NYSE To Go Electronic, Public in Merger

The New York Stock Exchange announced a stunning transformation this morning, a merger with Archipelago Holdings that will bring the 212-year-old exchange to the fore of electronic trading and create a for-profit, public company, NYSE Group Inc.

According to NYSE CEO John Thain, the NYSE’s 1,366 members will trade their seats for 70 percent of the new company and US$400 million in cash; Archipelago shareholders will receive 30 percent of the company.

Archipelago, based in Chicago, is the third-largest electronic market for U.S. stocks.

“I think it was a brilliant strategy move,” University of Pennsylvania finance professor Marshall Blume told TechNewsWorld. “There’s substantial amounts of change happening in the marketplace right now and this gives them a full line of product.”

Not a Done Deal

The merger will not be complete until the end of this year at the earliest, pending regulatory approval. The regulatory branch of NYSE will become a not-for-profit oversight agency.
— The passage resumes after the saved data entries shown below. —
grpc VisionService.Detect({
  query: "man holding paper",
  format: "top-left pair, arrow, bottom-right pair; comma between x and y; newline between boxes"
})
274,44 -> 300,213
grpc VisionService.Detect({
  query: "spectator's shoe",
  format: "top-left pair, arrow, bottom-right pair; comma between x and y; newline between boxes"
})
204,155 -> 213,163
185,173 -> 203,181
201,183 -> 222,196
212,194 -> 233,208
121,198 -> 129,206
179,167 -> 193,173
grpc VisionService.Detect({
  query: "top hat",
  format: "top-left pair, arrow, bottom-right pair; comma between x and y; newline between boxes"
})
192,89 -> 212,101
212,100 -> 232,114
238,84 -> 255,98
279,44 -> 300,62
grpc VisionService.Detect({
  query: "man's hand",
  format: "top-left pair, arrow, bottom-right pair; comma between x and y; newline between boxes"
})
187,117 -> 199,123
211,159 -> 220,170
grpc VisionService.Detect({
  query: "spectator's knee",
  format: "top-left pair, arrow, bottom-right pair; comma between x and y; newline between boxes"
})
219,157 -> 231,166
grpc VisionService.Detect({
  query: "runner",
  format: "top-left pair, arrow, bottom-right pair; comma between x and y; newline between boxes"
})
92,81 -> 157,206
As Blume points out, the deal must also be approved by NYSE members. “I don’t know how they’re going to get the members to vote for it. Some members have more invested in that way of life than others,” he said of the reduced amount of floor trading the deal will bring about.

Analysts say the move is an attempt to compete with rival Nasdaq, which is rumored to have made a deal to buy Instinet Group, an electronic brokerage owned by Reuters.

The Greater Good

The deal helps in more ways than one, Blume said.

“It removes the problem that they currently have in that the NYSE is controlled by the members and those members have disparate views and desires. It forces all these people to want to maximize the benefit to the company,” he said.

The one downside that he saw was the potential for the watering down of the NYSE name, since Archipelago trades all publicly listed companies, while the NYSE uses the cache of its name to attract big name listings and then trades only those companies that are listed with it.

For investors, the deal is likely to lower the cost of trades and speed transactions.